Replace Value of nth Column of Each Line Using Array

Hello All,

I am writing a shell script with following requirement:

  1. I have one input file as below
CHE01,A,MSC,INO
CHE02,B,NST,INC
CHE03,C,STM,INP
  1. In shell script I have predefined array as below:

Array1={A, B, C}
Array2= {U09, C04, A054}

Now I wish to replace second column of input file by corresponding array value of Array2. If second column of input file matches with third element of Array1, it will be replaced by Array2(3) = A054 and so on. How do I achieve this using awk? I am avoiding to use while loop as it will consume lot of time when operated against large data set.

Your help is honestly appreciated

Thanks
Angsuman

What operating system are you using?

What shell are you using?

What have you tried to solve this problem on your own?

Why use two arrays? It would be MUCH simpler to do this with a single array using the old value as the subscript and the new value as the value for that element.

How are those two arrays populated? From those "large data sets", perhaps? It would be much easier for awk to operate on file(s) should these be used to define the arrays.

awk  'NR==FNR { a[$1]=$4; next } {if ($2 ~ a["Array1"]) $2=a["Array2"]; print}' FS="= *{|, *|}" arrayfile FS=, inputfile

Hi abdulbadii,
Would you please explain how the above script is supposed to do something related to the topic of this thread?

If I slightly modify your script to add a debugging statement showing how the array a is set:

awk  '
NR==FNR {
	a[$1]=$4
	printf("a[%s] has been set to \"%s\"\n", $1, $4)
	next
}
{	if ($2 == a[array1])
		$2=a[array2]
}
' FS=,={} arrayfile FS=, inputfile

it produces the output:

a[Array1={A, B, C}] has been set to ""
a[Array2= {U09, C04, A054}] has been set to ""

when the arrayfile and inputfile files contain the data shown in post #1 in this thread.

Note that since neither of the awk variables array1 and array2 have been set, the if statement will never find a match. And, even if a match were found and the 2nd field was changed to an empty string by the assignment, what difference would it make?
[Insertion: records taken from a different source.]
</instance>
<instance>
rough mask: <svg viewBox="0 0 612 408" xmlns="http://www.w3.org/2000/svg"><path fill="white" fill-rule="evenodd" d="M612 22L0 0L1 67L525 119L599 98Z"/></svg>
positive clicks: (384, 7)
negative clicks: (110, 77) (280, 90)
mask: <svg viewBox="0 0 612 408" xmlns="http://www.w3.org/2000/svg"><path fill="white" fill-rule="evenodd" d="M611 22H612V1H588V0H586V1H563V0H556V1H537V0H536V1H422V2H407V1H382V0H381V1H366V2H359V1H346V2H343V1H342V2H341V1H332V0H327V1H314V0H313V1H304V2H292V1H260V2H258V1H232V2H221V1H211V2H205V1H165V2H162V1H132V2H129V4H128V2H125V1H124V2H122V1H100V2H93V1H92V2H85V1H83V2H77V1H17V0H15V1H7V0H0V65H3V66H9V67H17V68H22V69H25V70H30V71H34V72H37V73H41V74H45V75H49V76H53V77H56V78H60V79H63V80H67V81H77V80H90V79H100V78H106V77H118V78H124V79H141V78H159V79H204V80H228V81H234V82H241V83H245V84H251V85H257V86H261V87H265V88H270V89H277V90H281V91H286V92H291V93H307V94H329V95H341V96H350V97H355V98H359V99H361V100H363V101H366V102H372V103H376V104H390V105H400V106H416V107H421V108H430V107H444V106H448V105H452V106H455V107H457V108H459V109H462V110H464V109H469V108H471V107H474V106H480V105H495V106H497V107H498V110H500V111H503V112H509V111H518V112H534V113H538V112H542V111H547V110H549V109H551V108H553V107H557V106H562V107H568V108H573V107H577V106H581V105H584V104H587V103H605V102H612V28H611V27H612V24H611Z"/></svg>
There is nothing in this awk script that produces any output.

Note also that using the fixed string =,={} as a field separator for the 1st input file seems strange since that string is never found in either of your input files. That means that each line will be field #1 for that line and field $4 in each line will be an empty string (which is exactly what we see from the added debugging statement).

Thank you all for your reply. As suggested by RudiC, I have changed my script to use another file instead of pre-defined array. Here is the code used:


awk -F',' 'NR==FNR { a[$1]=$2; next } $2 in a {print $1 "," a[$1] "," a[$2] "," $3 "," $4 }' $CONFIGFILE $INPUTFILE

Now CONFIGFILE contains data as below:


A,U09
B,C04
C,A054

Above code is working fine in this case but it does not work when config file has data as below:


a,U09
b,C04
c,A054

How do I tell awk to ignore the case

Thanks
Angsuman

How about using awk 's toupper() function?

BTW, your code snippet won't deliver what was requested in post#1 as a[$1] will always be undefined and thus deliver an empty field (= ,, ) in the output.